Остановились бы и четвертый и пятый ряды тумена Ковергуя, да жали на них задние ряды. Четыре тысячи железных стрел в грудь двум тысячам всадников. Залп не по цели, залп по сплошной стене всадников.

Мешая строй, не лавой, а тучей, перекатились еще две тысячи всадников через убитых. Метались кони, бились на земле, топтали раненых. Не шелохнулся строй пеших воинов, стальная дуга наклонилась в напряжении. Достать до копейщиков, другого и нет в мыслях у ордынцев, ярость и отчаяние, отчаяние и ярость. Два залпа один за другим, четыре тысячи железных стрел в упор, с расстояния в двадцать пять шагов. Этот удар не стрел, что удар копий.

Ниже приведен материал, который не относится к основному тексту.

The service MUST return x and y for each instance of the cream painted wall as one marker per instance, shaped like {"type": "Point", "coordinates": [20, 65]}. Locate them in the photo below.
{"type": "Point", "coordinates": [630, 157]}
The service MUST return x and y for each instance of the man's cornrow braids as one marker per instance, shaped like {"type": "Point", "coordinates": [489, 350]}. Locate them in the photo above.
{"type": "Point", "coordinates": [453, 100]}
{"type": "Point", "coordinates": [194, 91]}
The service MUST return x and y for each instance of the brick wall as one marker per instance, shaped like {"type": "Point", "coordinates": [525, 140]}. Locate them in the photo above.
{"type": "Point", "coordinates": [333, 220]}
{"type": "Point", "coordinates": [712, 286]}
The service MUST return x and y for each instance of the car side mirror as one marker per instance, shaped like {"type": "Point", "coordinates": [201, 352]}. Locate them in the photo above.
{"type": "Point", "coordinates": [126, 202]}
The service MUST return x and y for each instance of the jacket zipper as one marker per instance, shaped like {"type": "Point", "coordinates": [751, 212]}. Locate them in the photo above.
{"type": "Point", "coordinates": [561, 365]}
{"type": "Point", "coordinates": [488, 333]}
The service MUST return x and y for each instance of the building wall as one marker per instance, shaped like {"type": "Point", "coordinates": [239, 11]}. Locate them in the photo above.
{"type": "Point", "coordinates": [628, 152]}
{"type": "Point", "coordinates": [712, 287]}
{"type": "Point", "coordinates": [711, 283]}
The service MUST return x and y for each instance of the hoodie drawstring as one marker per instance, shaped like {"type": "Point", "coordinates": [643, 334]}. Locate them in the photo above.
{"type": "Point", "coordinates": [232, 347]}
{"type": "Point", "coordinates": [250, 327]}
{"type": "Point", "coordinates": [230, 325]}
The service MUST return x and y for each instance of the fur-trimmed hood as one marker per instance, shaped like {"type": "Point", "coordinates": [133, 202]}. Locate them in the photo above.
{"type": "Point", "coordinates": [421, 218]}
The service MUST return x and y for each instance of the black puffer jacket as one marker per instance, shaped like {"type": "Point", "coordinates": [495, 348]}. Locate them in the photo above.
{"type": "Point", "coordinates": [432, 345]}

Между всадниками тумена Бегича и строем копейщиков не осталось ни одного ряда. Бегич вел своих нукеров, Бегич рвался к пешему строю, Хазибей и Корабалук рвались к конным русам.

Никто не поднимал лука, загородились щитами от смертоносных стрел, должны они иссякнуть. Бегич не поверил своим глазам. Он слышал, что трубы русов подали какой-то сигнал. Он даже не понял, что случилось, ему сначала показалось, что его конь убыстрил бег. Нет! Конь шел мелкой рысью, пеший строй русов перешагнул через мертвые ряды ордынцев и шел навстречу, выставив копья. Пешие шли на конных, нигде не изломав линии строя длинной в поприще. Так пахари, так ремесленники не ходят, так могли ходить только воины Александра Двурогого. Подумалось было, вот о чем надо упредить Мамая! Орде конец! Подумалось, и пал Бегич, пронзенный стрелой. Стрела пробила щит, пробила стальное зерцало арабской работы и вышла из спины Бегича. Падая, он видел, что валится небо на его воинов.

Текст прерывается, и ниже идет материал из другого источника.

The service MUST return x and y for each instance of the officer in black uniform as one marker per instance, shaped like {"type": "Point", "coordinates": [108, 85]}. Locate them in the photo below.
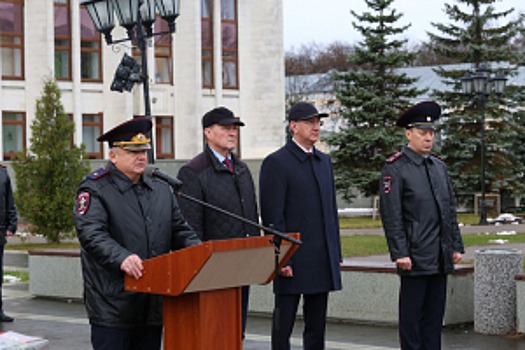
{"type": "Point", "coordinates": [418, 211]}
{"type": "Point", "coordinates": [122, 218]}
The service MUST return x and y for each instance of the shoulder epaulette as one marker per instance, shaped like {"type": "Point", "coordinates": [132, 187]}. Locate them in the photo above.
{"type": "Point", "coordinates": [97, 174]}
{"type": "Point", "coordinates": [394, 157]}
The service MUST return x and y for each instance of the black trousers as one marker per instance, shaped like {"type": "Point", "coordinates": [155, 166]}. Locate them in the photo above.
{"type": "Point", "coordinates": [141, 338]}
{"type": "Point", "coordinates": [421, 310]}
{"type": "Point", "coordinates": [1, 275]}
{"type": "Point", "coordinates": [314, 312]}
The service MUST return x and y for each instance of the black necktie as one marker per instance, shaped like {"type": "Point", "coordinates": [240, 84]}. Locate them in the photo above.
{"type": "Point", "coordinates": [228, 164]}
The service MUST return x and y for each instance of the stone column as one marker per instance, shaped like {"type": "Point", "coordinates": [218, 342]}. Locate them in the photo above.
{"type": "Point", "coordinates": [495, 290]}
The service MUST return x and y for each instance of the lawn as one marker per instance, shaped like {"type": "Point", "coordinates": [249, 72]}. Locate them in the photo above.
{"type": "Point", "coordinates": [368, 222]}
{"type": "Point", "coordinates": [363, 245]}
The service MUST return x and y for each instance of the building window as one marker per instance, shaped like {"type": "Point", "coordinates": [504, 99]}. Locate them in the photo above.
{"type": "Point", "coordinates": [90, 49]}
{"type": "Point", "coordinates": [164, 137]}
{"type": "Point", "coordinates": [62, 40]}
{"type": "Point", "coordinates": [12, 38]}
{"type": "Point", "coordinates": [13, 133]}
{"type": "Point", "coordinates": [229, 44]}
{"type": "Point", "coordinates": [91, 130]}
{"type": "Point", "coordinates": [207, 43]}
{"type": "Point", "coordinates": [163, 53]}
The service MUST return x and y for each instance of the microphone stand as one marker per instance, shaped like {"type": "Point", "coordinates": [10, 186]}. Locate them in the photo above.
{"type": "Point", "coordinates": [270, 230]}
{"type": "Point", "coordinates": [277, 236]}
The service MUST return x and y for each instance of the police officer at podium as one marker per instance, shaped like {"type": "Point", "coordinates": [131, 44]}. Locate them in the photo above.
{"type": "Point", "coordinates": [122, 218]}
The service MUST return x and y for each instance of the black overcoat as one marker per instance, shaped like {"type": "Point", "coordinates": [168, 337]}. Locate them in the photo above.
{"type": "Point", "coordinates": [297, 194]}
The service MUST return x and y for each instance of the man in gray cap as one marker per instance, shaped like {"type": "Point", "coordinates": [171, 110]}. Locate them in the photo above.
{"type": "Point", "coordinates": [297, 194]}
{"type": "Point", "coordinates": [220, 178]}
{"type": "Point", "coordinates": [418, 211]}
{"type": "Point", "coordinates": [122, 218]}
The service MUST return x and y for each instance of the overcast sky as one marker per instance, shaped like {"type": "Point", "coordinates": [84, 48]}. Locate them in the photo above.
{"type": "Point", "coordinates": [326, 21]}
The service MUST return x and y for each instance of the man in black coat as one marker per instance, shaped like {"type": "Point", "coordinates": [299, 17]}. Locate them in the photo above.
{"type": "Point", "coordinates": [8, 225]}
{"type": "Point", "coordinates": [122, 218]}
{"type": "Point", "coordinates": [297, 194]}
{"type": "Point", "coordinates": [418, 211]}
{"type": "Point", "coordinates": [218, 177]}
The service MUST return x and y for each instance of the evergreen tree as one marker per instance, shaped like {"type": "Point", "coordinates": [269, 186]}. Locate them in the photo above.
{"type": "Point", "coordinates": [48, 174]}
{"type": "Point", "coordinates": [477, 37]}
{"type": "Point", "coordinates": [372, 97]}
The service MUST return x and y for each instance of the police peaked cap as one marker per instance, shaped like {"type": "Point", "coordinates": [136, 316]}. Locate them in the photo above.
{"type": "Point", "coordinates": [422, 115]}
{"type": "Point", "coordinates": [130, 135]}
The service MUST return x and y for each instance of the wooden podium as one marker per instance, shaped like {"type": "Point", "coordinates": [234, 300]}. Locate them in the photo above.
{"type": "Point", "coordinates": [201, 288]}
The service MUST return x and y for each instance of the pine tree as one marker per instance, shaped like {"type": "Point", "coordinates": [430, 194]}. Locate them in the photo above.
{"type": "Point", "coordinates": [372, 97]}
{"type": "Point", "coordinates": [48, 174]}
{"type": "Point", "coordinates": [476, 36]}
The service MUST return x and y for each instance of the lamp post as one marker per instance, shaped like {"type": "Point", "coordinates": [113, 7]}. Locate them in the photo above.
{"type": "Point", "coordinates": [479, 85]}
{"type": "Point", "coordinates": [137, 16]}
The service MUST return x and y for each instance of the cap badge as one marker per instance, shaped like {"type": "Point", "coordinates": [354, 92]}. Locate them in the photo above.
{"type": "Point", "coordinates": [139, 139]}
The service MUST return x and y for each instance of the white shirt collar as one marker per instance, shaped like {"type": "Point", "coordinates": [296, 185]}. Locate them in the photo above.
{"type": "Point", "coordinates": [311, 150]}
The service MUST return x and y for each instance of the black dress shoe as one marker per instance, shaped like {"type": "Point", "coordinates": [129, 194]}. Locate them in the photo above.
{"type": "Point", "coordinates": [5, 318]}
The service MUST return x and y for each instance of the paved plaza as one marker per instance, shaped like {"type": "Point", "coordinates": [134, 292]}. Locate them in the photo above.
{"type": "Point", "coordinates": [64, 324]}
{"type": "Point", "coordinates": [65, 327]}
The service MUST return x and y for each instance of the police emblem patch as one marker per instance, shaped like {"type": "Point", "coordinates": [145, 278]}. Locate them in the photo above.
{"type": "Point", "coordinates": [387, 184]}
{"type": "Point", "coordinates": [82, 203]}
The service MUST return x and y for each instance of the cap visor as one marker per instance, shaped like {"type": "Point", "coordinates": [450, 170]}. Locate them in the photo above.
{"type": "Point", "coordinates": [230, 122]}
{"type": "Point", "coordinates": [143, 147]}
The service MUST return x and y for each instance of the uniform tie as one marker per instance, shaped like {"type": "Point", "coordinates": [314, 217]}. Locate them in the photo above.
{"type": "Point", "coordinates": [228, 164]}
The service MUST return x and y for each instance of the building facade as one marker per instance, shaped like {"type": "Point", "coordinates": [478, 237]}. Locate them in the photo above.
{"type": "Point", "coordinates": [224, 53]}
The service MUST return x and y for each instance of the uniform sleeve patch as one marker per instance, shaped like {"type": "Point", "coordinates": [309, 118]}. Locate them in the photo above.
{"type": "Point", "coordinates": [97, 174]}
{"type": "Point", "coordinates": [387, 184]}
{"type": "Point", "coordinates": [82, 203]}
{"type": "Point", "coordinates": [394, 157]}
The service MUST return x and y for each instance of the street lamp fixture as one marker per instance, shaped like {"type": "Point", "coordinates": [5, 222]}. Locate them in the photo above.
{"type": "Point", "coordinates": [137, 16]}
{"type": "Point", "coordinates": [479, 85]}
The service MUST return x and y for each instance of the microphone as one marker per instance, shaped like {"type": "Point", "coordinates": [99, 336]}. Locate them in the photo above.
{"type": "Point", "coordinates": [152, 171]}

Вновь затрубили трубы в стане русов. Дмитрий подал знак к удару конным полкам».

И важный итог, прозвучавший в романе после описания полного поражения врага, настолько полного, что и бежать от русских было почти уже некому. Тысячи полегли в бою, практически не сумев нанести вреда русскому войску.

«Первым заговорил Андрей Ольгердович.

– Видел я, брат мой старейший, много битв… Бился с немецкими рыцарями, ходил на Орду, водил полки с отцом. Скажу, закатилась звезда Орды! С твоим войском готов идти в любые страны, нет силы, способной его остановить, как не было силы, что могла бы остановить войско Александра Македонского.

– Слова твои, брат мой Андрей, радуют мое сердце, – ответил Дмитрий. – Я никуда не собираюсь вести это войско. Создано оно лишениями и смертным трудом, дабы отстоять родную землю. Не для завоеваний оно создано, а оберечь труд наш, землю нашу, детей наших, чтоб не погасла свеча и не пресекся род русский».